„In Europa zählt die Einzeltitelauswahl“

Portrait von Matthias Born, deutscher Fondsmanager mit Schwerpunkt Europa.
Portrait von Matthias Born, deutscher Fondsmanager mit Schwerpunkt Europa.
Matthias Born
Head of Investments bei der Berenberg Bank
Matthias Born gehört mit seinem Schwerpunkt Europa zu den profiliertesten deutschen Fondsmanagern. Er ist seit 2017 Chief Investment Officer Aktien und seit 2019 Head of Investments bei der Berenberg Bank. Zuvor war er bei Allianz Global Investors für europäische Fonds zuständig.

Als Manager von europäischen Aktien haben Sie es schwer. Über ein Jahrzehnt waren amerikanische Aktien stärker. Woran lag es?

Auf Indexebene haben die globalen Märkte und vor allem die USA Europa seit der Finanzkrise deutlich abgehängt.
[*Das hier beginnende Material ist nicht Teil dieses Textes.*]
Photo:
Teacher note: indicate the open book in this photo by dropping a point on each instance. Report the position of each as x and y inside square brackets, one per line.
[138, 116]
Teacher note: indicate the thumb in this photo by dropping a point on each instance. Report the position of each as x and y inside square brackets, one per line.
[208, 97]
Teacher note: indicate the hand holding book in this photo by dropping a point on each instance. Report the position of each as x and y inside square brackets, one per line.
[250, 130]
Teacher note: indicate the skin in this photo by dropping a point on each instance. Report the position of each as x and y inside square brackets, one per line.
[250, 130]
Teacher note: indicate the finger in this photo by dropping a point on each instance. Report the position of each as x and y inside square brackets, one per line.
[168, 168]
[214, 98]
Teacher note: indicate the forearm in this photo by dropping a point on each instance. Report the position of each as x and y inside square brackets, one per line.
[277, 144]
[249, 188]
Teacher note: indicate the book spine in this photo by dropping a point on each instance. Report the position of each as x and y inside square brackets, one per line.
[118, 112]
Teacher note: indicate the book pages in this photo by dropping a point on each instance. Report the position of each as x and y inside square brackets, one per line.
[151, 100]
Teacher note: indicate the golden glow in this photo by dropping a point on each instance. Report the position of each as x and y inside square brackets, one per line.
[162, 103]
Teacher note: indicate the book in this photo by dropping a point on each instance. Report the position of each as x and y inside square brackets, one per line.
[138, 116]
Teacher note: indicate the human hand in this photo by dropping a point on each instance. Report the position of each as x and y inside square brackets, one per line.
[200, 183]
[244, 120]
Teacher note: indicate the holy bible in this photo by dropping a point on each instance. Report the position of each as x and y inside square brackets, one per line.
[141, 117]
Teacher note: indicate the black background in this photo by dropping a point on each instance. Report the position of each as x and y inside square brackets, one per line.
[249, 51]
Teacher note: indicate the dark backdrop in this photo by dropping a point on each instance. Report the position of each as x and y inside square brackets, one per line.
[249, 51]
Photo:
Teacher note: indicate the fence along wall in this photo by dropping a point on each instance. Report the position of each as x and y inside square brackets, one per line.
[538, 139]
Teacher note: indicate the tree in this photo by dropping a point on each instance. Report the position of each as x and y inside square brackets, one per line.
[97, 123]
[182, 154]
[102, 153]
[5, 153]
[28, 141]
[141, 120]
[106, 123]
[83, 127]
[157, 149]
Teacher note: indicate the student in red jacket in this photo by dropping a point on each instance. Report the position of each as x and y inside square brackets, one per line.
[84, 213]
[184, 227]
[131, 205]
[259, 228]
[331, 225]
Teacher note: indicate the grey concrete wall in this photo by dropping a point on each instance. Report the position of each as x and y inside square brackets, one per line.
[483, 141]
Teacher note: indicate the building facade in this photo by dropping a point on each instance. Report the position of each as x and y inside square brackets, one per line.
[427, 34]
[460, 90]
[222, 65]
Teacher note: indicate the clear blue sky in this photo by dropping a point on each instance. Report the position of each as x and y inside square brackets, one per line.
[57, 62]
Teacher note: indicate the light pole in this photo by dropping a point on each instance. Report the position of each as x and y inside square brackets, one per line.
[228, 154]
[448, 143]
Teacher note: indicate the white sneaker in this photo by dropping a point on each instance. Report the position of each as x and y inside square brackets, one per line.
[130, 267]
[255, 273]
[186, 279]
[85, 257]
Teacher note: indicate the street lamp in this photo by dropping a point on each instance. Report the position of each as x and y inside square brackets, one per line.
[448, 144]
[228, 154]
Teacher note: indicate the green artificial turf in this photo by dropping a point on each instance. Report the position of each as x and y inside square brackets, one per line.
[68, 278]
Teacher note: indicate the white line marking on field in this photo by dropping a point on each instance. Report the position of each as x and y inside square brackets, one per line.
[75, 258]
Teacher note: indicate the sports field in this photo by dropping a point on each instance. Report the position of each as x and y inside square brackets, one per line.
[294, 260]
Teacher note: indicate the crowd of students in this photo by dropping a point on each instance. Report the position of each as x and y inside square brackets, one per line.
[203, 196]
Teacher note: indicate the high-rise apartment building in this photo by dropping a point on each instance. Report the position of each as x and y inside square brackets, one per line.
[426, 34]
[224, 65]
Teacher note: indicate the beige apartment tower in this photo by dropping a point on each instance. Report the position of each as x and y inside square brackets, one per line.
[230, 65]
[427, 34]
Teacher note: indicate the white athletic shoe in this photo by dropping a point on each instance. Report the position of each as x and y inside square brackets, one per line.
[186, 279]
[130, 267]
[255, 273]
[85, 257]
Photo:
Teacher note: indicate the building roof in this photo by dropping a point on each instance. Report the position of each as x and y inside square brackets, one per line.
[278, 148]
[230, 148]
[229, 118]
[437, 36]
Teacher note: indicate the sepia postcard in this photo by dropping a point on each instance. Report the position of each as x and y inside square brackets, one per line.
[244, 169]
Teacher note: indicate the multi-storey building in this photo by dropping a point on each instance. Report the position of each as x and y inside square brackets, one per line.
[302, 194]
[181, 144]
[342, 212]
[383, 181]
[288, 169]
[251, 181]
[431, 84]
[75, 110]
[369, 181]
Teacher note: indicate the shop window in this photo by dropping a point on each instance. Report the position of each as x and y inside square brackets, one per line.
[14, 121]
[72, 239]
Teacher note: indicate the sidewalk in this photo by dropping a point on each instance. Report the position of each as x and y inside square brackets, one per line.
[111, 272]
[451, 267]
Das Wirtschaftswachstum bei uns war niedriger und auch bei der Gewinnentwicklung der Unternehmen lag Europa hinter den USA zurück. Dieser Rückstand lag im Wesentlichen an der unterschiedlichen sektoralen Aufstellung. Europas Aktienmarkt war in der Vergangenheit zu stark auf Sektoren ausgerichtet, die seit der Finanzkrise erheblichen strukturellen Gegenwind hatten – zum Beispiel der Bankensektor. Die USA dagegen profitierten stark von den Technologie-Highflyern.

Das hat sich zuletzt nicht wirklich geändert. Die Aktienmärkte wurden 2023 vor allem von den großen US-Technologiewerten wie Apple, Microsoft und Nvidia gezogen. Warum sollten Anleger da noch in Europa investieren?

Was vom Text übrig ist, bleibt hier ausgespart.